Left in the Rain

Fads aren't only for fashion


It appears that acid rain monitoring research, like Captain Planet, might be so yesterday.

After fifty years and millions of dollars, we know acid rain is caused by air pollutants released from industrial and power plants. Polluted air harms trees, fish and humans' health. Also, tourist destinations like the Adirondacks and Great Smoky Mountains and monuments, such as those in Gettysburg and Washington, are deteriorating.

"Once the Clean Air Act of 1990 ended, the EPA walked away from acid rain."

Environmental laws can help. For example, the Clean Air Act of 1990 cut emissions of sulfur, one of many by-products created by fossil fuel burning that causes acid rain, by more than half its previous levels. Researchers at the Rensselaer Polytechnic Institute, the Darrin Fresh Water Institute, and the University of Maine all report some recovery in lakes and rivers in the Northeast. These researchers state that long-term monitoring is necessary. Not one claimed victory.

But the buck moved on.

rain collectors
Several of the mechanical rain collectors used at Whiteface Mountain, which is primarily funded by the U.S. Geological Survey, are pictured.

"Once the Clean Air Act of 1990 ended, the EPA [U.S. Environmental Protection Agency] walked away from acid rain," notes Kenneth Demerjian, director of the Atmospheric Sciences Research Center in Albany, New York.

And so the funding faded.

"Unfortunately, scientists follow the dollar," laments Dr. Donald Bogucki, a former EPA acid rain researcher.

"To survive in this business, a scientist must have funding," Demerjian retorts. After five years of pushing for progress, his acid rain research ended abruptly without closure, he says. "It's frustrating."

Research enables the government to determine if environmental legislation is effective, explains Doug Wolfe, an acid deposition expert who has been involved with Whiteface Mountain's monitoring sites since the 1960s. Monitoring research lets scientists find trends by comparing current and past data, he adds.

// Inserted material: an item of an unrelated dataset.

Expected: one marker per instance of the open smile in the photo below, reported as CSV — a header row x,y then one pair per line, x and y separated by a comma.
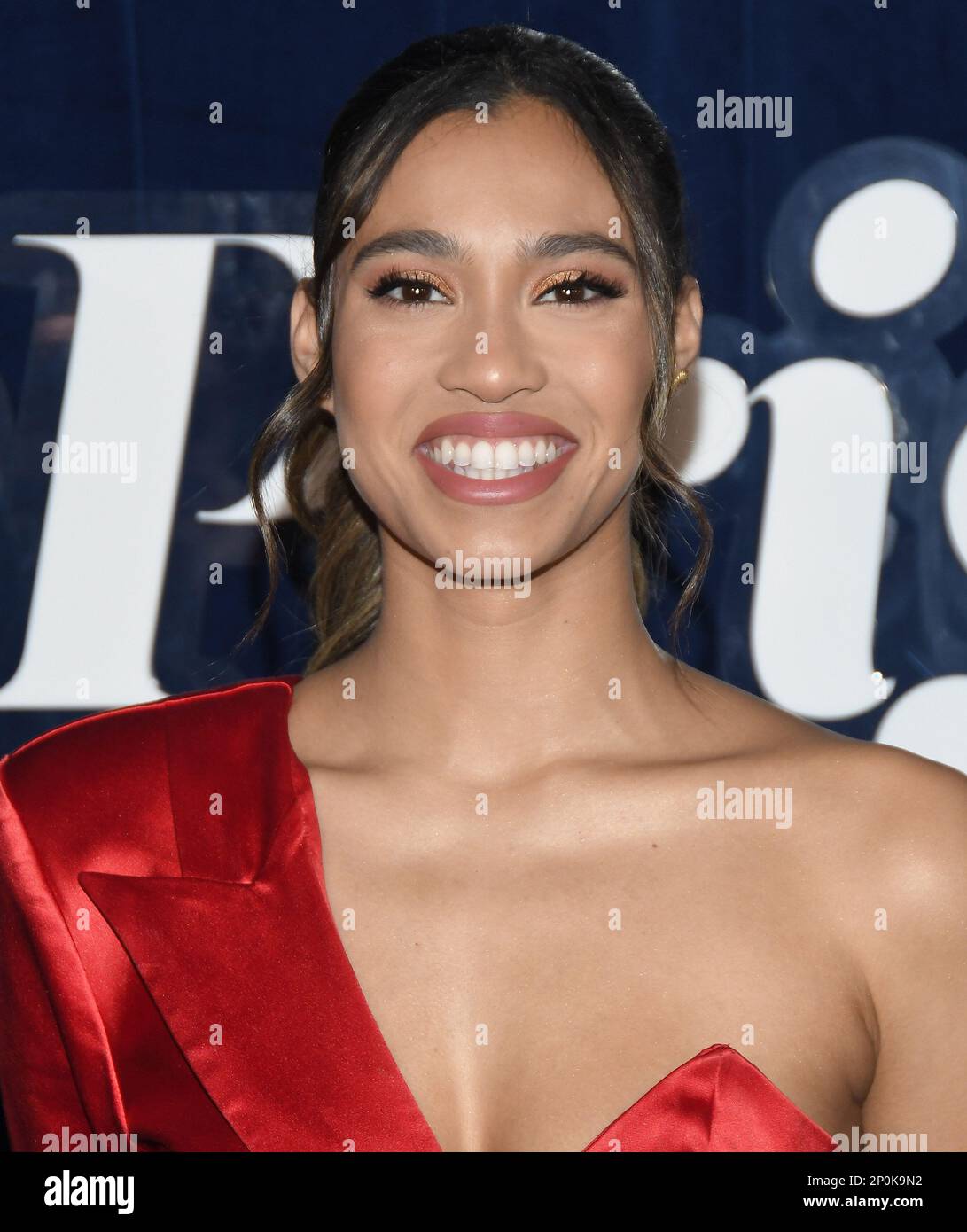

"That's why CAST NET is so essential," U.S. Congressmen John McHugh (R-NY) says agreeing with Wolfe's explanation.

Nonetheless, on August 26 the EPA proposed major reductions to acid monitoring programs. It's one more drop in the torrential downpour of cuts.

"I think acid rain will get worse if monitoring is cut back."

The Clean Air Status and Trends Network (CAST NET), an EPA air monitoring program, was established under the Clean Air Act of 1990. It blossomed with a $20 million dollar budget. However, in 1995 its allowance shriveled to $7 million. Less than two years later, it shrunk to $4 million dollars. In 2004, CAST NET's budget waned to $3.9 million. Currently, the Bush Administration wants to slash the program's funds by another million dollars in 2008. As a result, several CAST NET monitoring sites would be eliminated.

Some see trouble ahead.

Whiteface mountaintop view
Air pollution tends to effect the tops of mountains the most severely. Who wants to sacrifice such beauty?

"I think acid rain will get worse if monitoring is cut back," says John Upham, a recently retired science teacher from Norwood-Norfolk Elementary School who led his students in acid rain monitoring experiments.

If this prediction is correct, a storm may be coming.

"Nowhere else has the U.S. felt the negative effects of acid rain more severely than in the Adirondacks," Congressmen McHugh says.

Glaciers scrapped top soil away in the Northeast around 10,000 to 12,000 years ago; thus, the land is more vulnerable to acid rain because there isn't enough soil to stop the acid rain from seeping into water bodies, Bogucki says.

Now, only one CAST NET air monitoring site exists in the Adirondacks.

Nonetheless, Congressman McHugh argued to restore $1 million to the program. After McHugh's statement, this amendment of the proposed Interior Appropriations bill was passed by the House of Representatives. It could become law by the end of this year.

Would you breathe easier knowing air pollution is being monitored?

 

Air Pollution Disasters

In the industrialized Meuse Valley of Belgium, sixty-three people died in December 1930.

In Donora, Pennsylvania, 6,000 people got sick and twenty died in four and a half days in October 1948.

In December 1952, London was enveloped in smog. It was "the largest and most obvious of all modern air pollution events," Demerjian says.

As presented in Dr. Kenneth Demerjian's presentation at The Mount Washington Symposium for Air and Climate on September 7 – 8, 2007 at The Mount Washington Resort at Bretton Woods.